To męczące. Tak zwyczajnie. „Otwartość na dyskusję”, jeśli jest szczera i życzliwa, powinna obejmować również przygotowanie się do niej. Jeśli na Twoje pytanie jest w stanie wyczerpująco odpowiedzieć zapytanie do wyszukiwarki internetowej, to może lepiej nie zawracać nim głowy osobom aktywistycznym?
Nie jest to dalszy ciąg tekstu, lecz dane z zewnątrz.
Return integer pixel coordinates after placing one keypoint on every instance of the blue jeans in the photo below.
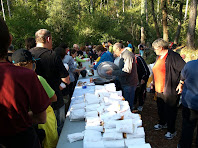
(60, 117)
(129, 94)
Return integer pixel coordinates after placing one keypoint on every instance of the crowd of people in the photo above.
(35, 80)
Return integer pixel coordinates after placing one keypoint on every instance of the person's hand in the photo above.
(109, 72)
(142, 81)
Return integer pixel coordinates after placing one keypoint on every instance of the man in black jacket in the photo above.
(166, 72)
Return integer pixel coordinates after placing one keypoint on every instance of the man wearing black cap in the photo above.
(20, 92)
(50, 66)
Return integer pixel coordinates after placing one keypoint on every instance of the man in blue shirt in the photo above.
(188, 86)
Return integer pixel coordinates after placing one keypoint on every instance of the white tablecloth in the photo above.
(74, 126)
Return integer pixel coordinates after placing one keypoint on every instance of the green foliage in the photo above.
(78, 21)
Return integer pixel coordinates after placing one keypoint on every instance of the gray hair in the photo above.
(160, 43)
(41, 35)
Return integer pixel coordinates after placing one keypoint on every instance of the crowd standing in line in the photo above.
(42, 92)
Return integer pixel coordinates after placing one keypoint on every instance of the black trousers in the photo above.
(189, 124)
(25, 139)
(167, 114)
(140, 94)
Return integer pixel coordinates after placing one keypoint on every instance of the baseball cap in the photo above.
(22, 55)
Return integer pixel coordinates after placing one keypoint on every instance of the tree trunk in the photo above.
(155, 20)
(79, 9)
(192, 25)
(164, 19)
(186, 10)
(107, 7)
(91, 6)
(179, 24)
(158, 5)
(101, 5)
(146, 11)
(3, 9)
(143, 21)
(123, 5)
(9, 11)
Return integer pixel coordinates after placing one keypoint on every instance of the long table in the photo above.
(71, 127)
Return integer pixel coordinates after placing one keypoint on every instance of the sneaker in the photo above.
(168, 135)
(140, 108)
(159, 126)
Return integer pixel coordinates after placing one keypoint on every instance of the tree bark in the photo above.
(3, 9)
(123, 5)
(143, 21)
(192, 25)
(146, 11)
(164, 19)
(186, 10)
(9, 11)
(179, 24)
(107, 7)
(155, 20)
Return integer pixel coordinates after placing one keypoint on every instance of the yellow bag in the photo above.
(50, 127)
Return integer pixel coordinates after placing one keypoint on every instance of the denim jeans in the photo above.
(60, 117)
(129, 94)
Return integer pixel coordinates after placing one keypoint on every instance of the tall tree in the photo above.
(143, 21)
(9, 11)
(3, 9)
(186, 10)
(179, 23)
(155, 20)
(192, 25)
(123, 5)
(164, 19)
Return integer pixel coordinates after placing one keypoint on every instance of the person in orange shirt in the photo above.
(166, 72)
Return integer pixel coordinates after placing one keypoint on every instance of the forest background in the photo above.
(97, 21)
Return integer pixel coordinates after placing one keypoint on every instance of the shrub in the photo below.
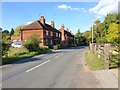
(17, 51)
(32, 43)
(5, 48)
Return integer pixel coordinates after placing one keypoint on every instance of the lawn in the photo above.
(93, 61)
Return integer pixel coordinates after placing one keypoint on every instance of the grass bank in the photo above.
(21, 54)
(93, 61)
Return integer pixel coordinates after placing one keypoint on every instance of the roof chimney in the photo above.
(42, 20)
(52, 24)
(62, 31)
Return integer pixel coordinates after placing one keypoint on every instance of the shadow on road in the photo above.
(39, 57)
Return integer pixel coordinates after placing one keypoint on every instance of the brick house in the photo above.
(67, 38)
(48, 34)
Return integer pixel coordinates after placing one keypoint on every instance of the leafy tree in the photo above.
(86, 35)
(5, 42)
(12, 32)
(5, 32)
(5, 36)
(17, 30)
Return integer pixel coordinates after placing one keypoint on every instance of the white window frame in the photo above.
(47, 33)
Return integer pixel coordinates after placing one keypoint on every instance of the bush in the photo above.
(17, 51)
(32, 43)
(5, 48)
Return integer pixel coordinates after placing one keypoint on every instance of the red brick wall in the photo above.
(27, 33)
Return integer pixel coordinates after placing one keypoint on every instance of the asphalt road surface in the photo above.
(61, 69)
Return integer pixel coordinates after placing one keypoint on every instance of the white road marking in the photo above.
(38, 66)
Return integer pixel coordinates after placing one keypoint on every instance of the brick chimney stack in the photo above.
(52, 24)
(62, 31)
(42, 20)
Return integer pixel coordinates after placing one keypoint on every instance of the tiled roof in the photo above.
(38, 25)
(69, 33)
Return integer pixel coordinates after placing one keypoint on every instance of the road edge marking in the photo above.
(38, 65)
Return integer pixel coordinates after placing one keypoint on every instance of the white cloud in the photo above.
(105, 7)
(64, 6)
My wiemy, skąd się bierze homofobia czy transfobia. My mamy doświadczenie tego hejtu, który na nas spada, jego źródeł, i jego skutków. Czy osoby chcące wchodzić z nami w dyskusje na temat naszych praw i naszego życia wiedzą o nas równie wiele, co my o drugiej stronie? Owszem, wcale nie muszą – ale jeśli widzimy, że nie pofatygowały się nawet dowiedzieć podstaw, to czemu miałobyśmy liczyć na to, że z rozmowy z nami czegokolwiek chciałyby się dowiedzieć?
Podsumowując
Zapraszając do mediów osoby aktywistyczne, można chcieć wysłuchać, co mają do powiedzenia, ale można też wychodzić z pozycji do ataku, nastawiać je przeciw osobom odmawiającym im podstawowych praw. Wywiad z osobą niebinarną można zacząć tekstem „co ty sobie wymyślasz? przecież każde dziecko wie, że płci są tylko dwie!” – ale można też zrobić zawczasu risercz oraz spytać bardziej neutralnie: „czy możesz opowiedzieć osobom oglądającym, jak mają rozumieć to, że są więcej niż dwie płci?”. Naszego tweeta o rodzaju neutralnym można skomentować zdjęciem profesora Bralczyka robiącego facepalma albo kąśliwą uwagą o Radzie Języka Polskiego, ale można też wrzucić w wyszukiwarkę „prof. bralczyk osoby niebinarne” albo „rada języka polskiego byłom zrobiłoś” i przeczytać, co te osoby eksperckie mają do powiedzenia w temacie (hint: tutaj opinia prof. Bralczyka, a tutaj RJP; cytujemy je również u siebie, na podstronie Nauka). W studiach telewizyjnych można nastawiać przeciwko sobie oprawców i ofiary, jak w jakiejś uwspółcześnionej wersji walk gladiatorskich, a można też przestać dawać atencję księdzom Oko wyzywającym osoby homoseksualne od pedofilów, lecz wreszcie dopuścić do głosu osoby, które od wieków tego głosu były pozbawiane.
Tylko połowa z tych opcji jest prawdziwym „otwarciem na dyskusję”.